Wrócili z podkulonym ogonem i zostali gwiazdami - najlepsze powroty do Lotto Ekstraklasy
Na początku XXI wieku uchodził za jednego z najbardziej utalentowanych polskich piłkarzy. Wróżono mu transfer do dobrego zagranicznego klubu, ale ostatecznie w styczniu 2005 roku przeniósł się z Groclinu Dyskobolii Grodzisk Wielkopolski do Austrii Wiedeń. Był tam tylko rezerwowym, a po półtora roku przeniósł się do Valerengi Oslo, co było kompletną pomyłką.

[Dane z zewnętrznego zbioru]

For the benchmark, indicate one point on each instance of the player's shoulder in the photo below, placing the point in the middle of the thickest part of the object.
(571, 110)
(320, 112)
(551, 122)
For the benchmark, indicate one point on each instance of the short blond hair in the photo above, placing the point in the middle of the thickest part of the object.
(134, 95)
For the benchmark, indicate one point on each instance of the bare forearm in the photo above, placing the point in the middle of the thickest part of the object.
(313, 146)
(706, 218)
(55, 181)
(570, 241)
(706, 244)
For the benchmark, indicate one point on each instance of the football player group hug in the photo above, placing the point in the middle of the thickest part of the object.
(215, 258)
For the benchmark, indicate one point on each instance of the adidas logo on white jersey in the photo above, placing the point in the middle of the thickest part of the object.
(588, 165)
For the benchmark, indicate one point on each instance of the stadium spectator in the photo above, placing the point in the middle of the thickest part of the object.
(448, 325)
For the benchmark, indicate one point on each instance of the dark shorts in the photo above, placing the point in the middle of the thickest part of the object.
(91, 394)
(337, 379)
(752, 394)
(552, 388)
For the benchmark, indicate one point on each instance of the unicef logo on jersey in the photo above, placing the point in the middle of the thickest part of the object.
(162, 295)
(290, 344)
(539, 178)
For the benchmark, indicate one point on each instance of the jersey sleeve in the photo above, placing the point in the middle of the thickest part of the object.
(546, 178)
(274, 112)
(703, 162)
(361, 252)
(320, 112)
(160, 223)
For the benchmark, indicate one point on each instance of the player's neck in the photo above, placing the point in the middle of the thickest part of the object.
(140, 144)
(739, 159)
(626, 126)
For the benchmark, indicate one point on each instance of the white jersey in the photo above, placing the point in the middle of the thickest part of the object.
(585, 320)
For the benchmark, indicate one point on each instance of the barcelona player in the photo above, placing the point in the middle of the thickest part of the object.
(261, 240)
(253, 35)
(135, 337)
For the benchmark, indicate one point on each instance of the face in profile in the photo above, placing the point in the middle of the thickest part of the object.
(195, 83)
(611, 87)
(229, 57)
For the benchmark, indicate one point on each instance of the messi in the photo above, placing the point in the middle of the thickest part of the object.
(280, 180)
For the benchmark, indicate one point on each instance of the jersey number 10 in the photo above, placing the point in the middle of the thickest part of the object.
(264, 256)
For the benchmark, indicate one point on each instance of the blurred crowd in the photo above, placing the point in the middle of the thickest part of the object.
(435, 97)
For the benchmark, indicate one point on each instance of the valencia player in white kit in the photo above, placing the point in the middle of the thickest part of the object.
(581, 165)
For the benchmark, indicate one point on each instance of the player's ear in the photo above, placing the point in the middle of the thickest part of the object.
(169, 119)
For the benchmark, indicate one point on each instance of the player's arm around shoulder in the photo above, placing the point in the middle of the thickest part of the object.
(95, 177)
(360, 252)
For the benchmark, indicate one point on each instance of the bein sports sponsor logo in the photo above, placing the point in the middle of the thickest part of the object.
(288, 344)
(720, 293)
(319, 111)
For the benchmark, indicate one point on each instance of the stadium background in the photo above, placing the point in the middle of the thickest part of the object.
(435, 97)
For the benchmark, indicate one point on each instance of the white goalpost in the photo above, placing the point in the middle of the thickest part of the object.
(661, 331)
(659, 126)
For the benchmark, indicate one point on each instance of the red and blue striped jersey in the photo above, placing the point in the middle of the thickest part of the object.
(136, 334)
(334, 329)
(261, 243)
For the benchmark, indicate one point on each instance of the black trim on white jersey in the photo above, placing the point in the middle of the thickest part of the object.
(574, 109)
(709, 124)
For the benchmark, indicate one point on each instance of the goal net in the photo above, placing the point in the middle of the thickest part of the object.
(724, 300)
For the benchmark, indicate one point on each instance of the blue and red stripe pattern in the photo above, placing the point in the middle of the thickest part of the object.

Po rocznym pobycie w Norwegii wrócił do Polski i związał się z walczącym o przetrwanie Łódzkim Klubem Sportowym. Po niezłej, choć dalekiej od spektakularnej, rundzie wiosennej sezonu 2007/2008 sięgnął po niego wracający do ekstraklasy Śląsk Wrocław i to był strzał "10" zarówno klubu, jak i samego "Rogera".

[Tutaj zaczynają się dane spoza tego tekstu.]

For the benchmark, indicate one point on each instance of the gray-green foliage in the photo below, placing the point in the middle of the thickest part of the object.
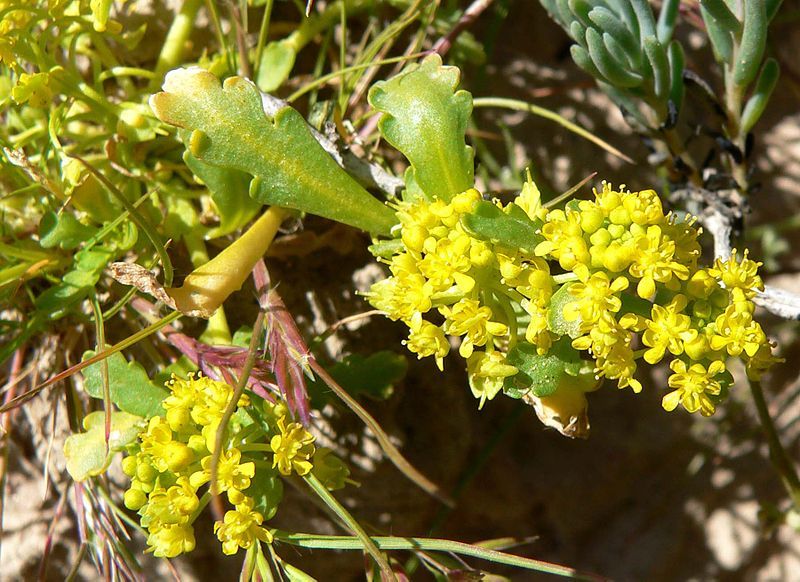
(634, 59)
(628, 51)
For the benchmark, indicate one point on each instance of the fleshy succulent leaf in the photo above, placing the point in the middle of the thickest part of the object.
(425, 117)
(230, 129)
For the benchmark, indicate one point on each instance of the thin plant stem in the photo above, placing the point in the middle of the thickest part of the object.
(263, 33)
(778, 455)
(230, 409)
(364, 539)
(430, 544)
(518, 105)
(175, 43)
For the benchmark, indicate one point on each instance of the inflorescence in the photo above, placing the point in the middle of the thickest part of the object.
(171, 462)
(619, 277)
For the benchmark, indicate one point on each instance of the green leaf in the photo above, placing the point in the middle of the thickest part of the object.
(625, 11)
(513, 229)
(645, 18)
(666, 20)
(87, 454)
(541, 374)
(228, 191)
(426, 119)
(181, 217)
(676, 66)
(608, 22)
(64, 231)
(100, 12)
(660, 65)
(722, 15)
(373, 376)
(581, 57)
(276, 65)
(230, 129)
(610, 68)
(772, 8)
(386, 248)
(555, 313)
(719, 35)
(753, 43)
(758, 100)
(581, 9)
(131, 389)
(266, 489)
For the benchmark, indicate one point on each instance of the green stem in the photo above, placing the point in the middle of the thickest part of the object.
(778, 455)
(734, 97)
(217, 331)
(175, 43)
(429, 544)
(262, 37)
(518, 105)
(363, 539)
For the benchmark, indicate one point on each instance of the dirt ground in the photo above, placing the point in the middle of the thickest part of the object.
(649, 496)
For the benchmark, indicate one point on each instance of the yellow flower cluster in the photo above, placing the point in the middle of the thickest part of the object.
(469, 285)
(630, 275)
(172, 460)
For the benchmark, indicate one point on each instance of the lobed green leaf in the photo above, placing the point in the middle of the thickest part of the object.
(130, 387)
(610, 68)
(542, 374)
(753, 43)
(289, 168)
(719, 35)
(757, 103)
(228, 189)
(513, 229)
(425, 117)
(87, 454)
(666, 20)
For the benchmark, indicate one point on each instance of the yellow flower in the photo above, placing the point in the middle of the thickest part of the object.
(530, 199)
(693, 387)
(426, 339)
(736, 332)
(171, 540)
(241, 528)
(449, 262)
(643, 208)
(618, 363)
(330, 469)
(468, 317)
(654, 262)
(487, 371)
(564, 241)
(292, 448)
(762, 361)
(669, 329)
(596, 298)
(172, 506)
(33, 89)
(404, 294)
(165, 453)
(231, 474)
(738, 275)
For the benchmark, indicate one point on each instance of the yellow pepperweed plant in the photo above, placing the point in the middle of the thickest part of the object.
(602, 286)
(170, 466)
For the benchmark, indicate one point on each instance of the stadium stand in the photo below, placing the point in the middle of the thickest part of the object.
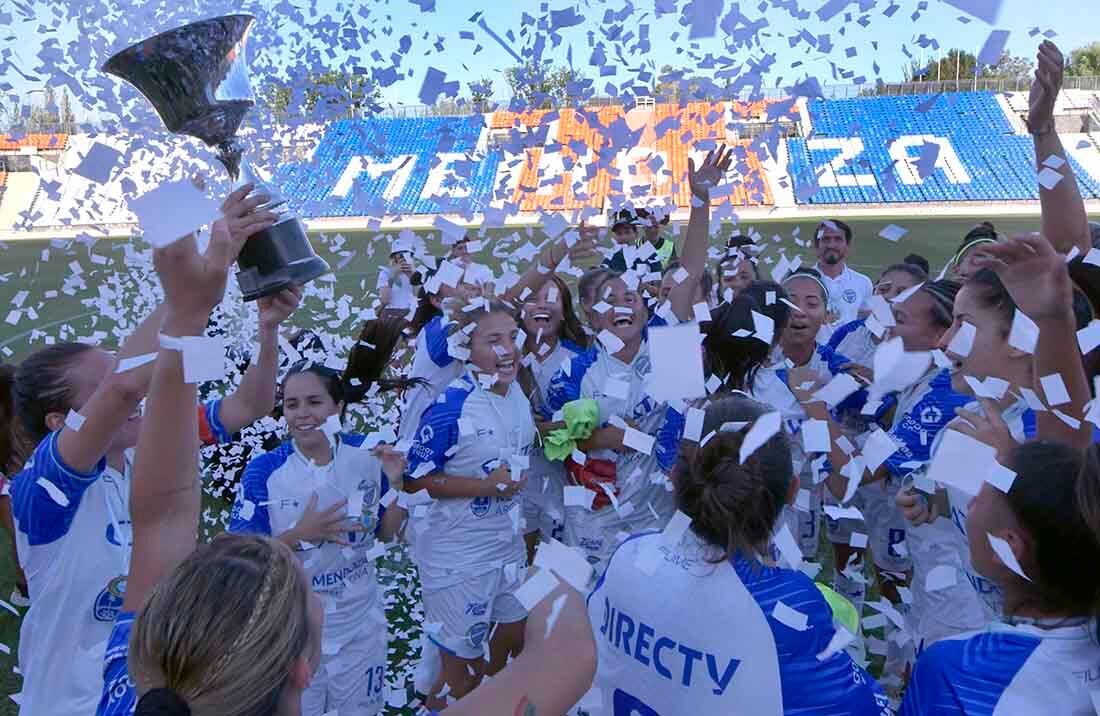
(394, 166)
(915, 149)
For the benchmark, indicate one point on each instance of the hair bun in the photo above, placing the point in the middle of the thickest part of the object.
(162, 702)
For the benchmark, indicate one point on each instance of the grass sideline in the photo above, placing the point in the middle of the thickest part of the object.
(37, 266)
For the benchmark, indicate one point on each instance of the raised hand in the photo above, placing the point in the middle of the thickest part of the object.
(330, 525)
(1034, 274)
(241, 215)
(193, 282)
(708, 174)
(276, 308)
(1045, 87)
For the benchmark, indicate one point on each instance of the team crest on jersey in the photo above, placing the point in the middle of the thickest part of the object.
(932, 415)
(475, 635)
(109, 602)
(114, 538)
(480, 506)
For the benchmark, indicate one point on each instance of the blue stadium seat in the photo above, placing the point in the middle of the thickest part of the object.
(999, 165)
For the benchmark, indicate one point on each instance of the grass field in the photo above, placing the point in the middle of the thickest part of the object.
(42, 270)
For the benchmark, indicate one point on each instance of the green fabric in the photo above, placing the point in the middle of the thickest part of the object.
(581, 418)
(844, 612)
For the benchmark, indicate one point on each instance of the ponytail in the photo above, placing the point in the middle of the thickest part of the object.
(162, 702)
(734, 505)
(377, 342)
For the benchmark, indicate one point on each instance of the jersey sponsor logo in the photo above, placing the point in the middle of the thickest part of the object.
(480, 506)
(932, 415)
(667, 657)
(114, 538)
(109, 602)
(476, 608)
(476, 634)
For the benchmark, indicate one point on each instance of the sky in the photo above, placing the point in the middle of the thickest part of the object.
(777, 43)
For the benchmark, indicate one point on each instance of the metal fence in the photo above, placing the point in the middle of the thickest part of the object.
(829, 91)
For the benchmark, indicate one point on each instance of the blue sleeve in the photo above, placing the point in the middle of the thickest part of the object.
(435, 338)
(916, 430)
(965, 675)
(437, 433)
(211, 430)
(668, 439)
(254, 489)
(565, 384)
(120, 695)
(37, 515)
(836, 685)
(842, 332)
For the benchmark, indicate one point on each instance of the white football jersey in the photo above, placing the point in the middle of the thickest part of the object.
(466, 433)
(275, 489)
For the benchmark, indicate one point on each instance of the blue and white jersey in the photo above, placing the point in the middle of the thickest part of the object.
(645, 499)
(466, 433)
(275, 489)
(432, 362)
(1008, 670)
(924, 409)
(853, 339)
(119, 692)
(73, 537)
(1021, 422)
(745, 653)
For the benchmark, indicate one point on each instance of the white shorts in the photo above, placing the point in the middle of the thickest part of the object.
(805, 526)
(351, 680)
(468, 610)
(543, 499)
(882, 522)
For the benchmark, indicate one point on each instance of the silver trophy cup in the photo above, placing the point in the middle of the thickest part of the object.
(197, 79)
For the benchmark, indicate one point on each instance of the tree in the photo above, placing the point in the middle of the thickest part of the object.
(338, 92)
(1085, 62)
(67, 119)
(542, 87)
(481, 92)
(959, 64)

Mistrz Europy U-18 z 2001 roku stał się liderem WKS-u, który rósł z sezonu na sezon i zdobył kolejno srebrny (2011), złoty (2012) i brązowy (2013) medal mistrzostw Polski. W sezonie 2013/2014 zanotował regres formy sportowej i fizycznej, ale gdy Śląsk przejął Tadeusz Pawłowski, Mila schudł kilka kilogramów i wrócił do dawnej dyspozycji, a nagrodą za ciężką pracę był powrót do reprezentacji Polski. W październiku 2014 roku spisywany ledwie parę miesięcy wcześniej na straty Mila został jednym z bohaterów historycznego meczu z Niemcami (2:0). Miał swój udział w awansie Polski na Euro 2016, ale na sam turniej finałowy już nie pojechał.